Читаем До и во время полностью

В сущности, каждое дерево как бы повторяет судьбу человеческого рода. Зачатие его тоже происходит на небе, там вызревают семена, там они набирают силу и соки, а потом так же сразу и отвесно, как Адам, падают вниз, на землю. Но выношены они в небе, туда же и стремятся вернуться. Растут и поднимаются деревья очень медленно, шаг за шагом, для глаза неразличимо. То есть путь очищения и спасения человека постепенен, труден и не всем дано его пройти. Из тысяч упавших семян прорастут, укрепятся в земле единицы, но дальше они будут держаться, цепляться за жизнь, и, пока Бог с ними, устоят. Есть деревья, которые живут многие сотни и даже тысячи лет, но все равно, как я уже говорил, вернуться в Рай никому из деревьев не суждено. Как человека грех, их изнутри подтачивают грибки и гниль. И все же, даже умирающее и обессиленное, в последнее лето отпущенного ему срока, дерево принесет в небе плод столь же чистый, как чисто и непорочно дитя, рожденное самой грешной женщиной.

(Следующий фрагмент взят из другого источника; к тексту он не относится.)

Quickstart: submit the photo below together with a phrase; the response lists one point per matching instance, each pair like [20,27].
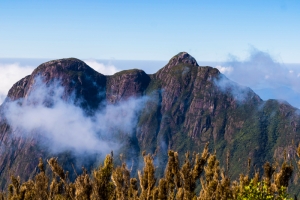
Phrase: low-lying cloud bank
[266,76]
[60,125]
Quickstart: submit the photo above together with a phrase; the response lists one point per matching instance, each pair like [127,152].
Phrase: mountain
[185,106]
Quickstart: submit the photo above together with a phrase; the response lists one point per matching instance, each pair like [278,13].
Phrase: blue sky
[149,30]
[251,42]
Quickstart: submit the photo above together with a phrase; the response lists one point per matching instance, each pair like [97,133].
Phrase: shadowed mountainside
[189,106]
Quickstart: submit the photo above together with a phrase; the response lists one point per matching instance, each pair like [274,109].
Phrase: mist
[60,125]
[268,77]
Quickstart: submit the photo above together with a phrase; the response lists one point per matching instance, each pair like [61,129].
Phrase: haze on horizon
[109,36]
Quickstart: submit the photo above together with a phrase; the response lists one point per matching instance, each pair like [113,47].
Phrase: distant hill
[186,106]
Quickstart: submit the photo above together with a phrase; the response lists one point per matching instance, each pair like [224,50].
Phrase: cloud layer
[266,76]
[60,125]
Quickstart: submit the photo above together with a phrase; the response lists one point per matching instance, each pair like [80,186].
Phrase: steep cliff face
[187,106]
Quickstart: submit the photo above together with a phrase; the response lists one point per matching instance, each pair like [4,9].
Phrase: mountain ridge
[190,106]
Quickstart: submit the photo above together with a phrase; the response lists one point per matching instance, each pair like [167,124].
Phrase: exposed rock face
[186,110]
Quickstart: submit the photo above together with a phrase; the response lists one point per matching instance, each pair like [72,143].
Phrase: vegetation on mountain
[200,177]
[189,105]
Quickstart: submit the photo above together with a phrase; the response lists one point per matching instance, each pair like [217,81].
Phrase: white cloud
[260,71]
[64,126]
[101,68]
[9,75]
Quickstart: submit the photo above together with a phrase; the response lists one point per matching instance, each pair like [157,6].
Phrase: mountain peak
[72,64]
[182,57]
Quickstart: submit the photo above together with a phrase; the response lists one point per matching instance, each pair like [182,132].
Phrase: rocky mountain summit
[187,106]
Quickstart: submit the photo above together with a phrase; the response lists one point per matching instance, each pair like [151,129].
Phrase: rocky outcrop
[186,109]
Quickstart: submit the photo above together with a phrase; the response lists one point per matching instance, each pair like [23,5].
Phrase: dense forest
[199,177]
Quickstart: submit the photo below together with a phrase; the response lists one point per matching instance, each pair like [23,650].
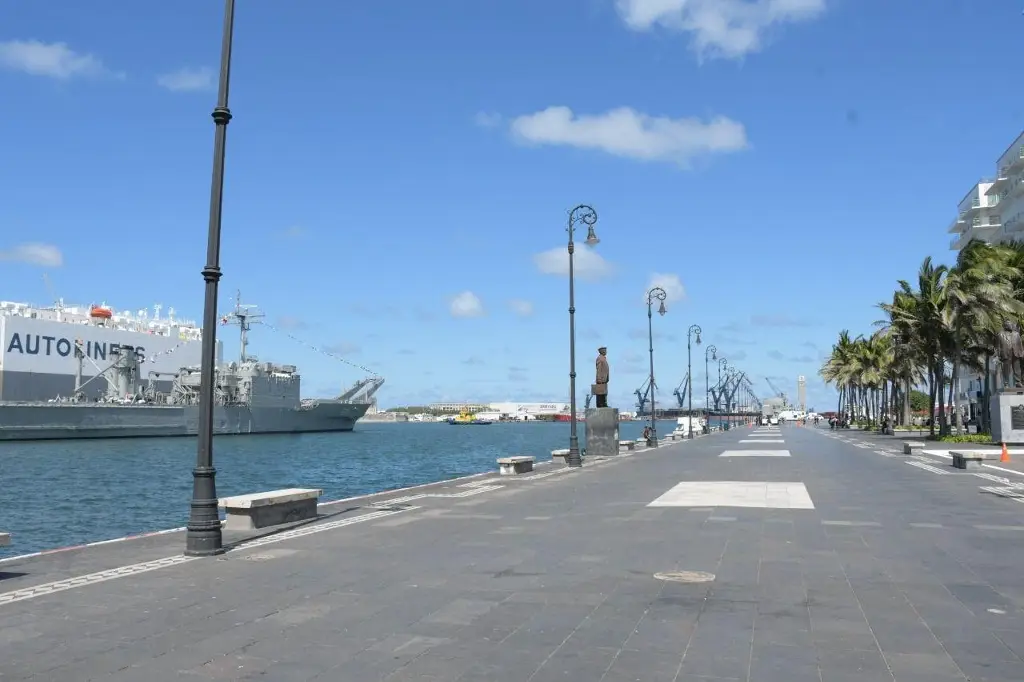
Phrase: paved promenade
[832,559]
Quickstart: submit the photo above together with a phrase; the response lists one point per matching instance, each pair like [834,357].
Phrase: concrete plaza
[822,558]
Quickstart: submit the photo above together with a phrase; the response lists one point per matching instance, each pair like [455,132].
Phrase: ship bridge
[363,390]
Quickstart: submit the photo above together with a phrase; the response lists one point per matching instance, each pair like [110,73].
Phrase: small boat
[468,419]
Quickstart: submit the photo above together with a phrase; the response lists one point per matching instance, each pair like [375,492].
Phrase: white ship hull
[68,421]
[38,361]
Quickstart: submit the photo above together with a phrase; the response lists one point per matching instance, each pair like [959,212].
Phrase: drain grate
[685,577]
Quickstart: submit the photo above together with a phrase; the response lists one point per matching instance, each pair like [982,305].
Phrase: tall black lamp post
[711,352]
[655,294]
[693,331]
[203,536]
[588,216]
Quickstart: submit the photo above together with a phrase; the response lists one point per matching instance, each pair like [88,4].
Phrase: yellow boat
[467,418]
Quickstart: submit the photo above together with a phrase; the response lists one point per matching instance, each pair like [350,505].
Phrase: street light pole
[694,330]
[712,353]
[655,294]
[203,537]
[588,216]
[722,364]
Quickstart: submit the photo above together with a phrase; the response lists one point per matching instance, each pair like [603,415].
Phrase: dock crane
[749,387]
[778,393]
[643,394]
[736,379]
[682,390]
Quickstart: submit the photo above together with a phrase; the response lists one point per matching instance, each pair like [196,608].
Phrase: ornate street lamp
[711,352]
[693,331]
[203,537]
[588,216]
[655,294]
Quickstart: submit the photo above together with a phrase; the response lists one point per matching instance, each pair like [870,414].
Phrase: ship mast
[244,315]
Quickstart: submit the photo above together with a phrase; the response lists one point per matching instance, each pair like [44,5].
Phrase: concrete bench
[258,510]
[510,466]
[968,459]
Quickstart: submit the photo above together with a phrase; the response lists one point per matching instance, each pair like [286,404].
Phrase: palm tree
[947,322]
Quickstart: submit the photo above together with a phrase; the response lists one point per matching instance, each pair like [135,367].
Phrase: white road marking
[736,494]
[755,453]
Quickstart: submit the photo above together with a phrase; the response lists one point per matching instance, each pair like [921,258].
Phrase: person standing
[600,387]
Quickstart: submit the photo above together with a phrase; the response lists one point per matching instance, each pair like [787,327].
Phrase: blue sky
[397,172]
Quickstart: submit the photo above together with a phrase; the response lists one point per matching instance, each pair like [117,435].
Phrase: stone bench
[258,510]
[511,466]
[967,459]
[910,445]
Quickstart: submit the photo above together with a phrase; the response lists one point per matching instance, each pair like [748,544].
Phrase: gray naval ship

Видите ли, Алеша, — продолжал Николай Семенович, — вы вправе у меня спросить: за что дерево было наказано? Точно я этого, конечно, не знаю и знать не могу, но предположение выскажу. На райском дереве были разные плоды, и дело не в том, что Адам слишком рано съел один из них, грех дерева в другом: сладчайшим из всего выросшего на нем был плод, который я бы назвал плодом конца, завершения пути; плодом знания, ответа, истины, но не дороги к ней. Съев его, человек уже не мог, боялся идти сам, не верил, что сможет прийти к Богу, — его Адам и сорвал по малости лет. С тех пор и нам, его потомкам, ответы нравятся куда больше вопросов. Нам стало так трудно говорить с Богом, так трудно Его понимать, потому что после грехопадения у Него и у нас как бы разные языки. Мир Бога — это мир вопросов, лишь вопросы соразмерны сложности Его мира.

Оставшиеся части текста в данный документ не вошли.